Opinion
99764.
August 3, 2006.
Appeal from a decision of the Unemployment Insurance Appeal Board, filed April 27, 2005, which ruled that claimant was disqualified from receiving unemployment insurance benefits because she lost her employment due to misconduct.
Barry Strom, Cornell Legal Aid, Ithaca (Kelly Ovitt Puc, Law Intern), for appellant.
Eliot Spitzer, Attorney General, New York City (Gary Leibowitz of counsel), for respondent.
Before: Cardona, P.J., Crew III, Carpinello, Mugglin and Lahtinen, JJ.
Claimant was discharged from her employment as a sandwich production person when she refused a manager's request that she report to another of the employer's locations to run sandwich production and assist with preclosing duties. Following a hearing, an Administrative Law Judge found that claimant's refusal to comply with the directive was without good cause and denied her application for unemployment insurance benefits because she was terminated due to disqualifying misconduct. The Unemployment Insurance Appeal Board upheld the determination and claimant now appeals.

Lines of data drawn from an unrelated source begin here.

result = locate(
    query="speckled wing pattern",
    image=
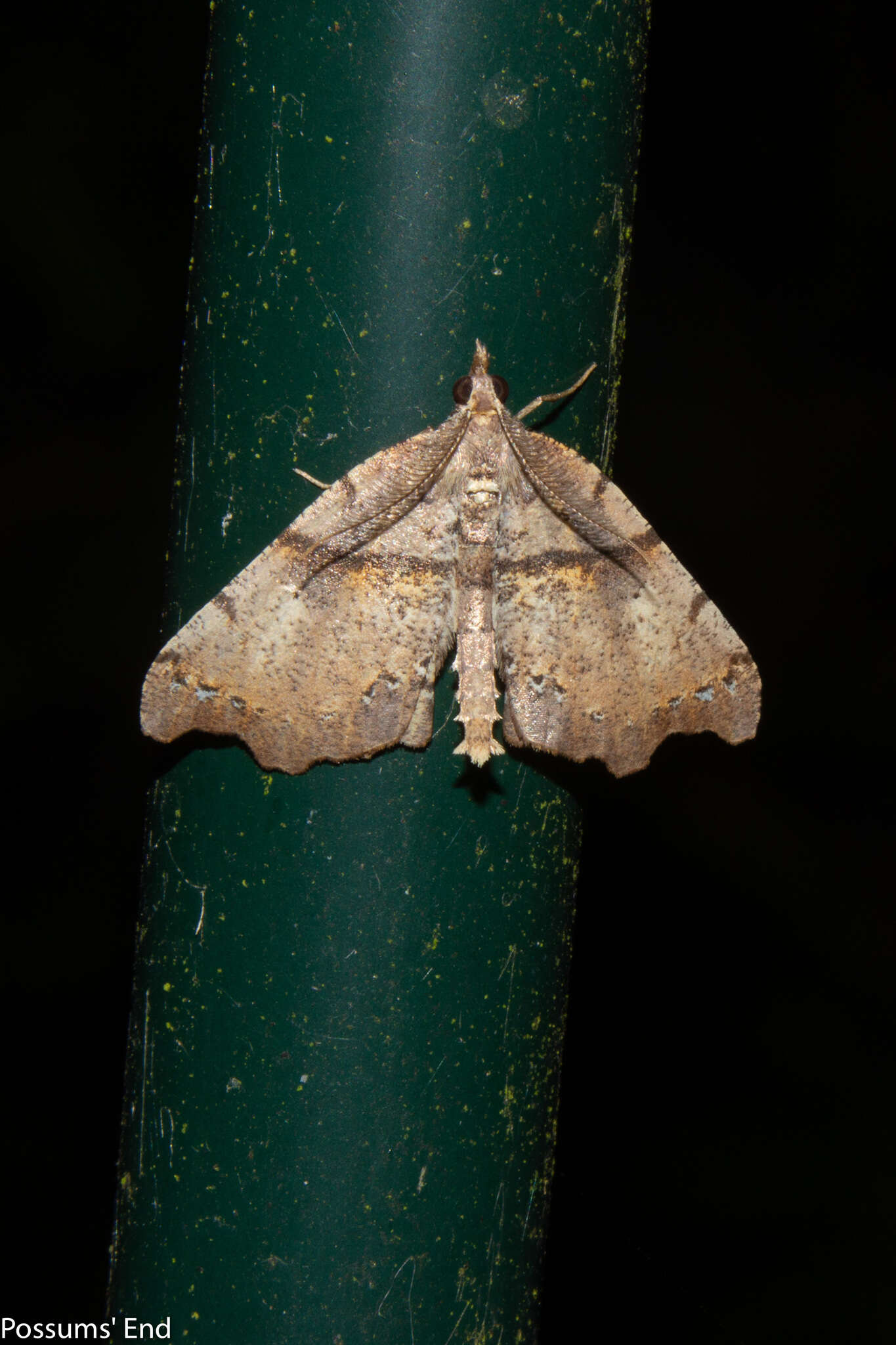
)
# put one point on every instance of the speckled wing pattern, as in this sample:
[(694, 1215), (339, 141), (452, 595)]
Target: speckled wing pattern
[(605, 646), (327, 646), (479, 535)]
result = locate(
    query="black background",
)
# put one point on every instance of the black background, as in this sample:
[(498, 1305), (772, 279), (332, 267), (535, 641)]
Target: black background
[(726, 1165)]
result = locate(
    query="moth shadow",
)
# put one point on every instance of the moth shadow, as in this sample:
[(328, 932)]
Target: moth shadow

Whether an employee has been terminated for disqualifying misconduct is a factual issue for the Board to decide and its determination will not be disturbed if supported by substantial evidence ( see Matter of Smith [New Venture Gear — Commissioner of Labor], 278 AD2d 634, 634; Matter of Padilla [Sephardic Home for the Aged — Roberts], 113 AD2d 997, 997). An employee's insubordinate conduct in refusing to comply with an employer's reasonable request can constitute disqualifying misconduct (see Matter of Daniul [Commissioner of Labor], 25 AD3d 1061, 1061-1062; Matter of Francano [Commissioner of Labor], 12 AD3d 768, 768). Here, claimant testified that her refusal was based upon her knowledge that the duties required at the other location would exceed her medical restrictions. However, claimant admitted that she refused to speak with the manager at the other location or a senior manager at her primary location despite the opportunity to do so and several warnings that her failure to comply would result in termination of her employment. Thus, she failed to take reasonable steps to comply with her employer's request or to protect her employment ( see Matter of Mercure [Commissioner of Labor], 27 AD3d 857, 857; Matter of West [Commissioner of Labor], 2 AD3d 1251, 1252; Matter of Gorton [Genesee County Ch. NYSARC — Commissioner of Labor], 1 AD3d 682, 682).
Ordered that the decision is affirmed, without costs.